Forrester’s Predictions 2016 also advised marketers to work closely with customer insights and focus on segmenting and recognising customers across multi-device environments. This will also assist in evaluating mobile ad results and mobile campaign effectiveness.

To address these pressing issues, Salesforce recently announced Marketing Cloud Predictive Journeys, with Predictive Scores and Predictive Audiences, to deliver dynamic ‘Waze-like’ customer experiences that aim to go beyond answering the question of what content to send to each customer, to engaging customers in a smarter way by predicting their likelihood to take a specific action.

“Marketers want to put the customer at the centre of their thinking and allow them to define each moment that matters. Now marketers can create smarter journeys that deliver the right content exactly when the customer needs it,” Salesforce Marketing Cloud CEO, Scott McCorkle, said at the time of launch.

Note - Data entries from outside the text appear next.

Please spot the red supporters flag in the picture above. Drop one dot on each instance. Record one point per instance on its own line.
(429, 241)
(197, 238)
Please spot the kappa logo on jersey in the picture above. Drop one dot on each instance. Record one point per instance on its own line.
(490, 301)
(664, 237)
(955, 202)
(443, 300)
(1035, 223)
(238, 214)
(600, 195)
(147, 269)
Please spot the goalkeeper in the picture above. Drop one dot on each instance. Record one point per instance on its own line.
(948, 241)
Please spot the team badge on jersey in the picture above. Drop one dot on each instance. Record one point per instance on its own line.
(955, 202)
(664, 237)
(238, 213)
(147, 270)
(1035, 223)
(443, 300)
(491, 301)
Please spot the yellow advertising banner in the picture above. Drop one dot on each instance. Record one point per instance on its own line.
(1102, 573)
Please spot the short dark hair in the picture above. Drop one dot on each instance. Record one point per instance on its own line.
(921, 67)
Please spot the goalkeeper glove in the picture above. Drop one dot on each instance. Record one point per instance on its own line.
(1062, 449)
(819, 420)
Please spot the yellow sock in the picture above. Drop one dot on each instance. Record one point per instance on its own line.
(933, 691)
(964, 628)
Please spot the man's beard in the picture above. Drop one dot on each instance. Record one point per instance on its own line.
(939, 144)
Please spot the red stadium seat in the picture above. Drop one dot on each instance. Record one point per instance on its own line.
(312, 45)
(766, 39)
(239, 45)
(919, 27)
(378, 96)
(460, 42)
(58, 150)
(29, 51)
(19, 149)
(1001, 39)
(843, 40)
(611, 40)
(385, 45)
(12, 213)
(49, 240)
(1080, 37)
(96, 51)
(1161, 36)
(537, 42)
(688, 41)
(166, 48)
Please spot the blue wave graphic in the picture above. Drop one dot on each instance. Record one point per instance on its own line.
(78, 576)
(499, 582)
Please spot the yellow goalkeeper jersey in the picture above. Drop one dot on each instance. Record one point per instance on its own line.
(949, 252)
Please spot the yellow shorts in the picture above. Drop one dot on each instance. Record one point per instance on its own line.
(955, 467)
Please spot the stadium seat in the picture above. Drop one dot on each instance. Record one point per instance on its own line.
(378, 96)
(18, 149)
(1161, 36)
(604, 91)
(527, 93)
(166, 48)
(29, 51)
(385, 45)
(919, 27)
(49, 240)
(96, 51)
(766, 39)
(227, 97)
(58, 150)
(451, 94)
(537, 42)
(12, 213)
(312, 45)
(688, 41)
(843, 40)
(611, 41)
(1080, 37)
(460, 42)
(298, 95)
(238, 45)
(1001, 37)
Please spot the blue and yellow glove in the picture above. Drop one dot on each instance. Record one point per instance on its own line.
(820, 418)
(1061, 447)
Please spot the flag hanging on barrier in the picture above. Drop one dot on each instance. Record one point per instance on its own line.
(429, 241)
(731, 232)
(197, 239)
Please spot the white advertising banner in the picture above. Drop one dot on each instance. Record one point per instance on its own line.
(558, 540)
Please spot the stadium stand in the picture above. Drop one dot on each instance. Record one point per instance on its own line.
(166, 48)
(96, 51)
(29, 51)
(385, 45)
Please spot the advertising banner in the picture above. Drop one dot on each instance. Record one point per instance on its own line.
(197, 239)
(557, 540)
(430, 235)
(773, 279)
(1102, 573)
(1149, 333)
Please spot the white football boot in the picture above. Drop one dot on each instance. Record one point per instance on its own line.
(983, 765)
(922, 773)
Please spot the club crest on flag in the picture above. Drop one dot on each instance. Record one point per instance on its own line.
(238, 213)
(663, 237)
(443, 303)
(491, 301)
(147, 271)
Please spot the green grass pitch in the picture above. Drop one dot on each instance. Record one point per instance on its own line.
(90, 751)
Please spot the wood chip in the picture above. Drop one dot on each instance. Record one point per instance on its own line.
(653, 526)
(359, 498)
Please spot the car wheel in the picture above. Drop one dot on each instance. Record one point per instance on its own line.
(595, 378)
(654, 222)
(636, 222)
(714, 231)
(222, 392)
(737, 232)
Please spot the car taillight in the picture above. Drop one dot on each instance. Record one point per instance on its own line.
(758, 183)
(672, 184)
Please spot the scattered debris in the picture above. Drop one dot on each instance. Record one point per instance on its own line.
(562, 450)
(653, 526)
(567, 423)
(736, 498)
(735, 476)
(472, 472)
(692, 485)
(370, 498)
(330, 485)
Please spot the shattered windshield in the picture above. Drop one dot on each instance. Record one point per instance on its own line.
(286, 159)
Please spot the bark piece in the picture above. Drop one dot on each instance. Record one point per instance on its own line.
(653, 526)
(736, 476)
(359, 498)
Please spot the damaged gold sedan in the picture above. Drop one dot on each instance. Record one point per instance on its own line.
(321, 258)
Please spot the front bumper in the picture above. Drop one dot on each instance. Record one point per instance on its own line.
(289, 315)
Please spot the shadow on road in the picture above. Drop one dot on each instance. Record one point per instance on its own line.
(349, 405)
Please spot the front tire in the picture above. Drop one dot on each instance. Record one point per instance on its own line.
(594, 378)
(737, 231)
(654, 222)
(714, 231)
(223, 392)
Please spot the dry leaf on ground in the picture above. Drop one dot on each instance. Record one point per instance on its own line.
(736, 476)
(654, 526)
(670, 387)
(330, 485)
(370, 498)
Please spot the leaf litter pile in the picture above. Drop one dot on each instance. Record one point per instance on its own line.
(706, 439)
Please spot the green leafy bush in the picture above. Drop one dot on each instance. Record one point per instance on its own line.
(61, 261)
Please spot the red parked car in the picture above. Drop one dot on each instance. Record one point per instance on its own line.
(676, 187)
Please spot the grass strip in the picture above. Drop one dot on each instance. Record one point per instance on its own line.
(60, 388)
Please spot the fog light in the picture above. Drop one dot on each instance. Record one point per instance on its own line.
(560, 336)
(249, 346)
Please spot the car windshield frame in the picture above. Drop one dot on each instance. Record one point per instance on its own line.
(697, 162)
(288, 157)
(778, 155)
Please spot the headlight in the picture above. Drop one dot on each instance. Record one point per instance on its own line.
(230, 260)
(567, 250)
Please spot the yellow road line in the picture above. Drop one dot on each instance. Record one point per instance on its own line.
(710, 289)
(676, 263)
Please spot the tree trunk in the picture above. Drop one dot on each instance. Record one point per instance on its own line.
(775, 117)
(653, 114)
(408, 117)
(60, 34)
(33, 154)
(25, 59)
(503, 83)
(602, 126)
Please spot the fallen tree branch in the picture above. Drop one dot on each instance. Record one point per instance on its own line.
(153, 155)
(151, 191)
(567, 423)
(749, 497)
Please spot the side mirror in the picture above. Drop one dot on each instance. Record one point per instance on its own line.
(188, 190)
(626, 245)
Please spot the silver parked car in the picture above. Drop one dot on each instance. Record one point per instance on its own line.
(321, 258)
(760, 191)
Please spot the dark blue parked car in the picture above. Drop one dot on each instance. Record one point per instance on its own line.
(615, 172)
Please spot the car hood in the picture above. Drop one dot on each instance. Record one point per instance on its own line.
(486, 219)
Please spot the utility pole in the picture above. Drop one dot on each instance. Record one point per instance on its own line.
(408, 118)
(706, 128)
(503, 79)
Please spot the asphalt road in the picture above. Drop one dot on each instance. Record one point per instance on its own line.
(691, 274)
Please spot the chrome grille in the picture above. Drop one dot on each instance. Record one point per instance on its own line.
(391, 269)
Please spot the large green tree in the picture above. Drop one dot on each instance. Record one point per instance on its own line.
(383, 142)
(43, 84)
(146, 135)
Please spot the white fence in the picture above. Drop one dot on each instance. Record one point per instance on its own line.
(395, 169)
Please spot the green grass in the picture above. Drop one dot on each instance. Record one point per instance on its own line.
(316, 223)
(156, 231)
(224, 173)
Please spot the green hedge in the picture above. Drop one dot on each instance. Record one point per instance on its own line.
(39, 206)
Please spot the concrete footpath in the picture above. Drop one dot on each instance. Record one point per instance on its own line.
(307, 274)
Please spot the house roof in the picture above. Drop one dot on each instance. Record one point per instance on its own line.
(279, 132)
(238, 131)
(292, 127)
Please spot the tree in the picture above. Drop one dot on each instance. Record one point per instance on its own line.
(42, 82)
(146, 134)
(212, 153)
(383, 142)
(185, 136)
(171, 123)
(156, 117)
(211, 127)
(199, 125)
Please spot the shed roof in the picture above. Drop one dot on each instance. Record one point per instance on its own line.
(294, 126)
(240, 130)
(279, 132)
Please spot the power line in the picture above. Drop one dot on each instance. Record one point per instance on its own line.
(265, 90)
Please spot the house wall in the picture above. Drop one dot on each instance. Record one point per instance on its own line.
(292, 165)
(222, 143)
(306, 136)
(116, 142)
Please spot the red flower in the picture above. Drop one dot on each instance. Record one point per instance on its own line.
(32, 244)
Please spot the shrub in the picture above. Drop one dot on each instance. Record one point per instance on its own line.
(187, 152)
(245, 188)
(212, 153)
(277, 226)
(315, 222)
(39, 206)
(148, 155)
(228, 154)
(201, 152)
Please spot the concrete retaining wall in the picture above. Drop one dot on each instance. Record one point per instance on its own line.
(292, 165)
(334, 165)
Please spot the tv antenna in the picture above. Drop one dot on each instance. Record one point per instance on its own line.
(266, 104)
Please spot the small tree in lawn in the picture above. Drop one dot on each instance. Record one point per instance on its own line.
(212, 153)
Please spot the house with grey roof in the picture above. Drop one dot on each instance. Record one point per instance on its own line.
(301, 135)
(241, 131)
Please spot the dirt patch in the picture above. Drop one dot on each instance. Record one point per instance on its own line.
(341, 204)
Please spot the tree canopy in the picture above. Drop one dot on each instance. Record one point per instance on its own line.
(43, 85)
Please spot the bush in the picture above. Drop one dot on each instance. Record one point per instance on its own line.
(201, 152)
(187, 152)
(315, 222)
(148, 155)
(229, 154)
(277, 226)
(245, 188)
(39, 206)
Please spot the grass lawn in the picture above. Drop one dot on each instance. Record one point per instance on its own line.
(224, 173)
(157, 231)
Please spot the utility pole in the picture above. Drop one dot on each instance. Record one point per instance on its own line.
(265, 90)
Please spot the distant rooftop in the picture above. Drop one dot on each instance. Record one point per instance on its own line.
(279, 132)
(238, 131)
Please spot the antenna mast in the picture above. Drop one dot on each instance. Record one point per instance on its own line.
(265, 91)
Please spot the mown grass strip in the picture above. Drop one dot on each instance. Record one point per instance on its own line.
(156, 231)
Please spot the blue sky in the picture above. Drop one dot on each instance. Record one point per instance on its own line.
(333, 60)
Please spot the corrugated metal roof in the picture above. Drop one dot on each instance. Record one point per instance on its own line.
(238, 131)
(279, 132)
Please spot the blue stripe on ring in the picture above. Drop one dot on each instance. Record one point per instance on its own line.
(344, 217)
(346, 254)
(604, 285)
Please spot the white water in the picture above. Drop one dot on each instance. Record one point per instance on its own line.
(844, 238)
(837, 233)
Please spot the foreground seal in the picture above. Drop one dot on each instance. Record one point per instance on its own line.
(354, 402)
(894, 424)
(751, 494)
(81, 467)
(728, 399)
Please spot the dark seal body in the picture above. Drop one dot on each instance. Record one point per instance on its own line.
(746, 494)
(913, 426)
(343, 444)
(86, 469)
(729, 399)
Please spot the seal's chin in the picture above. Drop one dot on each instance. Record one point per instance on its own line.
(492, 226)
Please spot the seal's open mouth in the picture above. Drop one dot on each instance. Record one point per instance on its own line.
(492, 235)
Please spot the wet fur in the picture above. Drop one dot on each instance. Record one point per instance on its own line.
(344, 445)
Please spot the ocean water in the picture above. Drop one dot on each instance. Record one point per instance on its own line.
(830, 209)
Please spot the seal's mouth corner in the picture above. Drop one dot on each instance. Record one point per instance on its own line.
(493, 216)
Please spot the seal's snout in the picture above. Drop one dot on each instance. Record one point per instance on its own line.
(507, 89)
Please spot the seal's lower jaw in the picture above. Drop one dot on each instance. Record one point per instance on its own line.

“With Salesforce Marketing Cloud Predictive Journeys, marketers can now go beyond simply meeting customer needs, to anticipating and greeting them at the next step of their journey as they arrive.”

Moving from data to action and elevating systems of insight

The ballooning scale and diversity of customer data in 2016 will provide rich new sources of insight, equipping firms with novel ways to engage with customers and even disrupt entire industries, the Forrester predictions report found. But the report also claimed customer insights pros, marketers and strategists have only scratched the surface when it comes to using insights to drive transformational customer experiences.

According to the CMO of print on-demand marketplace Redbubble, Faith Sedlin, one of the biggest issues around big data management over the next 12 months is having the right data scientists who can marry business skills with the analytics ability to draw conclusions.

“In 2016, marketers need to place more emphasis on taking analytics from a science and R&D activity to a genuine driver of decision making,” she says. “To do this, the analysts have to be empowered and moved in the central arena of decision making in the company. They are not simply theoreticians.

“Additionally, marketers should emphasise the need to integrate and synthesise data from multiple channels, whether that be acquisition cost, demographic or website and mobile usage.”

Incremental improvement for data-driven success

Continued investment in data and analytics technology will create incremental improvement in 2016, the Forrester predictions report stated. Consequently, the report predicts firms with chief data officers will generally do better, while data monetisation efforts will meet with only limited success.

“Data can be overwhelming and while many companies realise that they should be more data oriented and base their decisions on measurable KPIs, not many companies yet know which data points to focus on and how to crunch numbers effectively so that better and faster decisions can be made,” Mischler says.

“It’s important to focus on the right KPIs to make effective business decisions. However, it’s essential to ensure data consistency and stringency and to test data collection and data quality frequently.

“At HotelQuickly, often it has been helpful to have two different tools collecting the same data to quickly discover discrepancies and fix issues. If data is flawed, even the best reports and analyses are worthless.”